A recent issue of Sojourners magazine (July 1994), featured articles by two prominent American Roman Catholics, Rosemary Radford Ruether, a leading feminist, and Richard Rohr, the articulate young Franciscan founder of the Centre for Action and Contemplation.
Both had been asked to respond to this question: Why do you stay in the church?
That, given the tensions within Catholicism today, is a good question. Many people, especially people who have been as critical of some of the things happening inside of the church as have Ruether an drohr, have left the church, saying that they can no longer believe in, nor stay in, an institution that has these flaws.
Those participating in this exodus cite a bevy of reasons: the church’s failure to practise justice within its own house, the church’s failure to afford women full equity in structure, recent sexual scandals among the clergy, a history that has always contained elements of injustice, racism and hypocrisy.
“Why stay?” they ask. “Surely this institution is not what Christ intended to mediate grace!”
But Ruether and Rohr are not two persons who think this way. Both make a strong and a clear option to stay with the church, despite its faults—and the reasons each gives for staying, to my mind, offer a valuable corrective for a generation of Catholics that can too easily lose its balance.
Ruether begins her response by giving a devastating critique of the church. By the time she is finished listing all that is wrong with Roman Catholicism as an institution, you are left wondering as to what’s still left standing. In the face of all of that, she asks, “Why stay?”
So why does she stay? Because she still sees grace present in all of this and she says that the proper response to all that’s wrong in the church is not to leave it, but to grow up.
“I suspect that part of our dismay at recognizing the fallibility of the church is our reluctance to grow up, and the way in which certain kinds of ecclesial ‘spirituality’ operate as spiritual infantilization, rather than maturity in faith.
“We are shocked at clerical and corporate ecclesiastical evils a little the way children are shocked and demoralized to discover that their parents are fallible. We can depart in sorrow looking for another impeccable father (or mother), perhaps in an all-wise guru or a preacher of an inerrant Bible. Or we can grow up and become responsible for the church of Christ . . .
“We can look steadily and without denial at the records of our corporate apostasy, not as the defeat of the Gospel, but as the revelation of god’s amazing power to deliver us from even the most monumental efforts to defeat God’s grace.”
Rohr takes a slightly different track, but is equally insightful. He too begins by admitting the church’s faults. He quotes Romano Guardini in his contention that “the church has always been the cross that Christ is crucified on.”

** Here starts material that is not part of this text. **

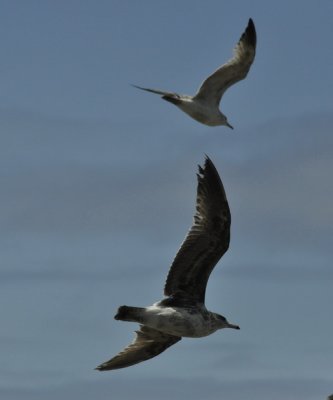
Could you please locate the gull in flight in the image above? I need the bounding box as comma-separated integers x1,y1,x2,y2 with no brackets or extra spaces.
96,156,238,371
133,18,256,128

He states that it is easy enough to create a good rationale for leaving the church and adds: “In fact, with the information I have acquired, I might even hurry you out the door.”
But Rohr stays with the church and he urges others to do so. Why? Because for him it is, in the end, the only institution that ultimately offers hope—and it does this despite its flaws.
Those of us who are of sincere will are, he asserts, “trying to preach good news to many disparate groups in our world: youth who want both inspiration and structure, feminists who must know that they have an essential truth, patriarchs who need to be challenged but not dismissed, the simple who need reassurance, the broken who don’t need more words but a healing touch, the seekers who need both depth and patience, the alienated who both need and fear ‘home’, gays and lesbians who need acceptance before agenda, males who need soul work, parents who need skills, the oppressed who need justice and solidarity, believers who need to believe again.”
And, again Rohr’s words, “where else but in the great mystery of church, the living Body of Christ, can all of these find a common hope?”
The church has its faults but, outside of it, what have we got in a world that isn’t working? Private choices? Ideology? Pluralism without purpose? Individuation without community?
In the end, we are before the church like Peter was before Christ: “Where else can we go?”
But, valuable as these perspectives are, in the end, it is two words that provide for both Ruether and Rohr the sufficient reason for staying in the church—grace and forgiveness.